Flu does not worsen COVID-19 symptoms
Coinfection with influenza appears to be rare and does not seem to worsen symptoms of the coronavirus disease 2019 (COVID-19), according to a new study.
The COVID-19 outbreak in Wuhan City, China, started in December 2019, coinciding with the flu season.
“To the best of our knowledge, this is the first time that a comparison of the clinical manifestation between the co-infection patients and the patients infected with COVID-19 only,” the researchers said. “It is noted that additional cases and more clinical information will enable making more comprehensive and solid conclusions.”
Of the 115 patients confirmed to have COVID-19, only five were also found to have influenza. Three of these patients had influenza A while two had influenza B. All co-infected patients presented with fever, cough and shortness of breath. [J Med Virol 2020;doi:10.1002/jmv.25781]
Notably, nasal tampon and pharyngalgia occurred in three patients each, suggesting that these may be more specific symptoms that are indicative of such co-infections.
Laboratory results showed that in four patients, lymphocyte levels were reduced relative to the reference range, while concentrations of C-reactive protein (CRP) were elevated. Two patients each had heightened alanine aminotransferase (ALT), aspartate aminotransferase and procalcitonin levels. White blood cell counts, albumin and markers for coagulation function and renal function were all normal.

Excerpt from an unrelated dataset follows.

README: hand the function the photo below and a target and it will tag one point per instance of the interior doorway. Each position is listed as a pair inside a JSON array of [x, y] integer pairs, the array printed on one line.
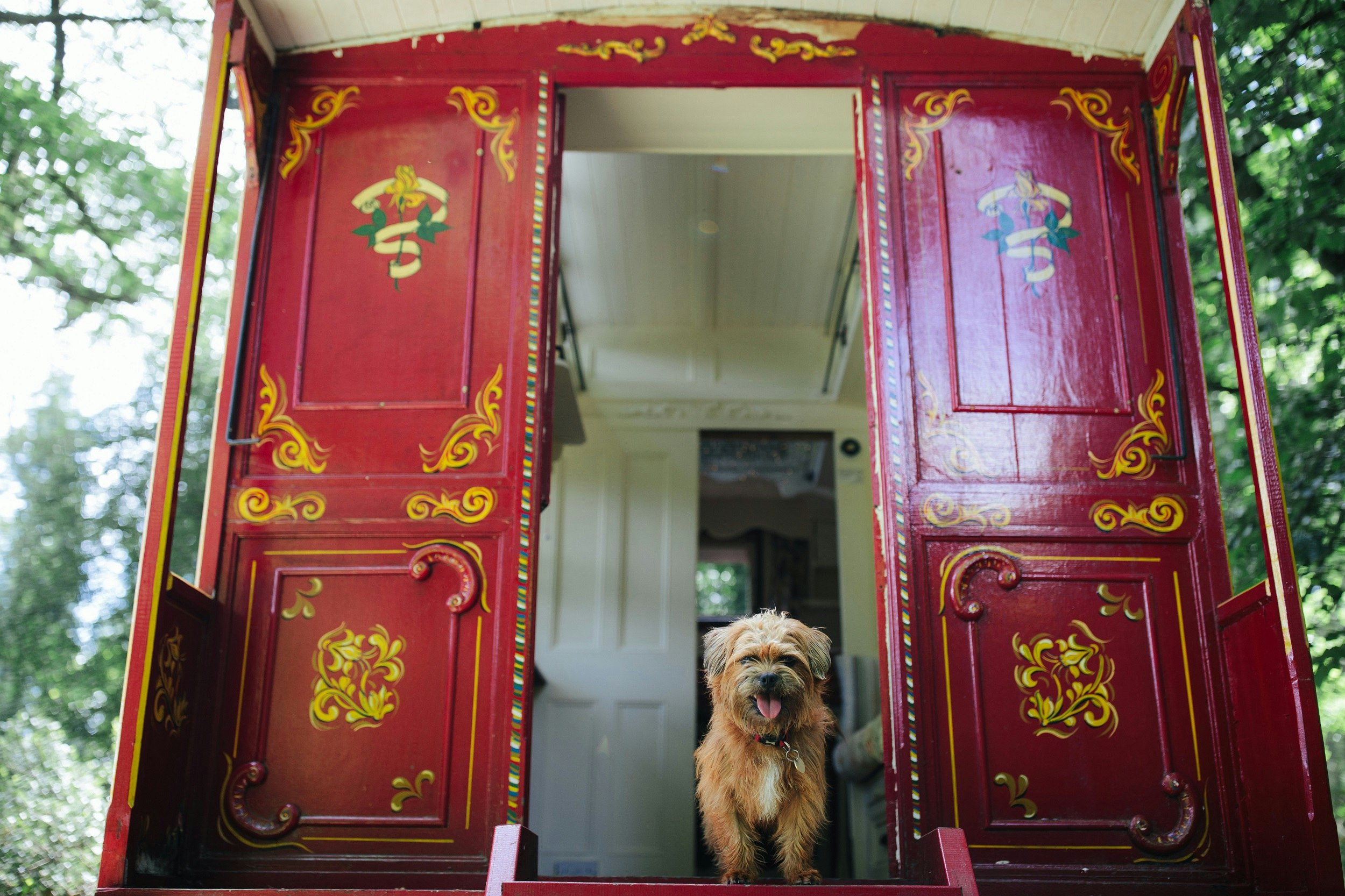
[[709, 301]]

As pneumonia progressed, four of five co-infected patients showed lymphocyte counts lower than the reference range limit, while neutrophil counts exceeded the upper limit in two patients. At this phase of the disease, ALT was likewise altered in three patients, rising above the upper limit of reference. Albumin, in contrast, dropped to below the reference range in four patients.
The inflammatory marker CRP was elevated all throughout the disease course. Renal function remained normal as the pneumonia progressed.
Complications also arose during progression. One patient developed acute respiratory distress syndrome, which resolved gradually through noninvasive assisted ventilation. Three patients, on the other hand, showed abnormalities in liver function without evidence of jaundice; two patients had episodes of diarrhoea during treatment.
All patients underwent antiviral therapy, including treatment with oseltamivir, supplemented with oxygen inhalation and antibiotic agents. Three required glucocorticoid intervention, and one received transient haemostatic medication.
There were no admissions to the intensive care, and all five patients with co-infections were discharged to their homes without death.
“It is critical to pay attention to the potential co-infection with other respiratory viruses for the COVID-19 infection patients, which effectively helps to prevent the aggravation of disease progression and even the death for patients,” the researchers said.
“We cannot ignore [the fact that] COVID-19 infection might combine with other respiratory viruses, not just influenza virus, to make sure that we could provide the best and the most comprehensive treatment to the patients,” they added.